How to parse Json formatted Kafka message in spark streaming - json

I have JSON messages on Kafka like this:
{"id_post":"p1", "message":"blablabla"}
and I want to parse the message, and print (or use for further computation) the message element.
With the following code I print the json
val kafkaStream = KafkaUtils.createStream(ssc, zkQuorum, inputGroup, topicMap)
val postStream = kafkaStream.map(_._2)
postStream.foreachRDD((rdd, time) => {
val count = rdd.count()
if (count > 0){
rdd.foreach(record => {
println(record)
}
}
but I can't manage to get the single element.
I tried a few JSON parser, but no luck.
Any idea?
update:
a few errors with different JSON parser
this is the code and output with circe parser:
val parsed_record = parse(record)
and the output:
14:45:00,676 ERROR Executor:95 - Exception in task 0.0 in stage 4.0 (TID 4)
java.lang.NoSuchMethodError: scala.Predef$.ArrowAssoc(Ljava/lang/Object;)Ljava/lang/Object;
at io.circe.jawn.CirceSupportParser$$anon$1$$anon$4.add(CirceSupportParser.scala:36)
at jawn.CharBasedParser$class.parseString(CharBasedParser.scala:90)
at jawn.StringParser.parseString(StringParser.scala:15)
at jawn.Parser.rparse(Parser.scala:397)
at jawn.Parser.parse(Parser.scala:338)
at jawn.SyncParser.parse(SyncParser.scala:24)
at jawn.SupportParser$$anonfun$parseFromString$1.apply(SupportParser.scala:15)
and so on.. at the row in which I use parse(record)
looks like it can't access and/or parse the string record.
Same if I use lift-json
at the parse(record) the error output is more or less the same:
16:58:20,425 ERROR Executor:95 - Exception in task 0.0 in stage 4.0 (TID 4)
java.lang.NoSuchMethodError: scala.runtime.ObjectRef.create(Ljava/lang/Object;)Lscala/runtime/ObjectRef;
at net.liftweb.json.JsonParser$$anonfun$2.apply(JsonParser.scala:144)
at net.liftweb.json.JsonParser$$anonfun$2.apply(JsonParser.scala:141)
at net.liftweb.json.JsonParser$.parse(JsonParser.scala:80)
at net.liftweb.json.JsonParser$.parse(JsonParser.scala:45)
at net.liftweb.json.package$.parse(package.scala:40)
at SparkConsumer$$anonfun$main$1$$anonfun$apply$1.apply(SparkConsumer.scala:98)
at SparkConsumer$$anonfun$main$1$$anonfun$apply$1.apply(SparkConsumer.scala:95)
at scala.collection.Iterator$class.foreach(Iterator.scala:727)
at scala.collection.AbstractIterator.foreach(Iterator.scala:1157)

I solved the issue, so I am writing here for future references:
dependencies, dependencies, dependecies!
I choose to use lift-json, but this applies to any JSON parser and/or framework.
The SPARK version I am using (v1.4.1) is the one compatible with scala 2.10, here the dependencies from pom.xml:
<dependency>
<groupId>org.apache.spark</groupId>
<artifactId>spark-streaming_2.10</artifactId>
<version>1.4.1</version>
<scope>provided</scope>
</dependency>
and some other libraries.
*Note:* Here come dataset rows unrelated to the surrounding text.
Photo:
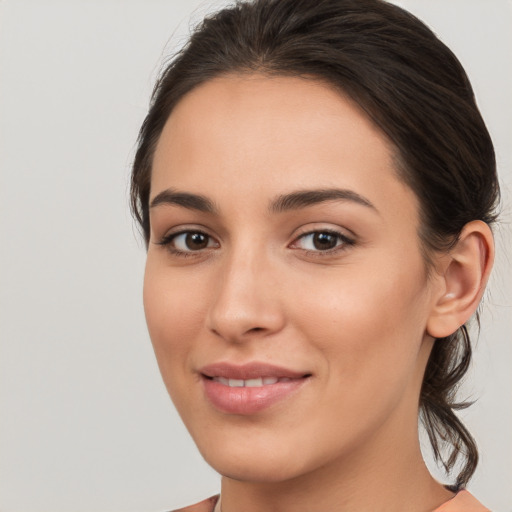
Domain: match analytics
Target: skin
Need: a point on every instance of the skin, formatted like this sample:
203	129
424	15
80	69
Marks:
357	318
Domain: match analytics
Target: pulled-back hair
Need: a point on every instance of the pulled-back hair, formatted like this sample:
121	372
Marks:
411	86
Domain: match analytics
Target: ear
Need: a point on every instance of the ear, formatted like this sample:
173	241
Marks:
463	275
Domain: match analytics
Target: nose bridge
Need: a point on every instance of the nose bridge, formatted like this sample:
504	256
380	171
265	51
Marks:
245	303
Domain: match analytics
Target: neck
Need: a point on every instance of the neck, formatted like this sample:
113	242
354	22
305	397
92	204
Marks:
370	479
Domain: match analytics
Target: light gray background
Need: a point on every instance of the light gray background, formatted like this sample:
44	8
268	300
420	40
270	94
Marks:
85	422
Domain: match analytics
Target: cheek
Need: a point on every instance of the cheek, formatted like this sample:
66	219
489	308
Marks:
367	322
173	305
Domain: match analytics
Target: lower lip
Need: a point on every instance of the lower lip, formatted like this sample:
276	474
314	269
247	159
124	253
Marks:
249	400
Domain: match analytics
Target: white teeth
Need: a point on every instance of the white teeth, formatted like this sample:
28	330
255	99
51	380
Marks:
236	383
254	383
250	383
I was using the lift-json version for scala 2.11 ... and that is WRONG.
So, for the future me and if you are reading this topic: be coherent with scala version and among dependencies.
In lift-json case:
<dependency>
<groupId>net.liftweb</groupId>
<artifactId>lift-json_2.10</artifactId>
<version>3.0-M1</version>
</dependency>

same problem with you.
However I solved this problem by using the fastjson.
SBT dependency :
// http://mvnrepository.com/artifact/com.alibaba/fastjson
libraryDependencies += "com.alibaba" % "fastjson" % "1.2.12"
or
Maven dependency :
<!-- http://mvnrepository.com/artifact/com.alibaba/fastjson -->
<dependency>
<groupId>com.alibaba</groupId>
<artifactId>fastjson</artifactId>
<version>1.2.12</version>
</dependency>
You can have a try. Hope this would be helpful.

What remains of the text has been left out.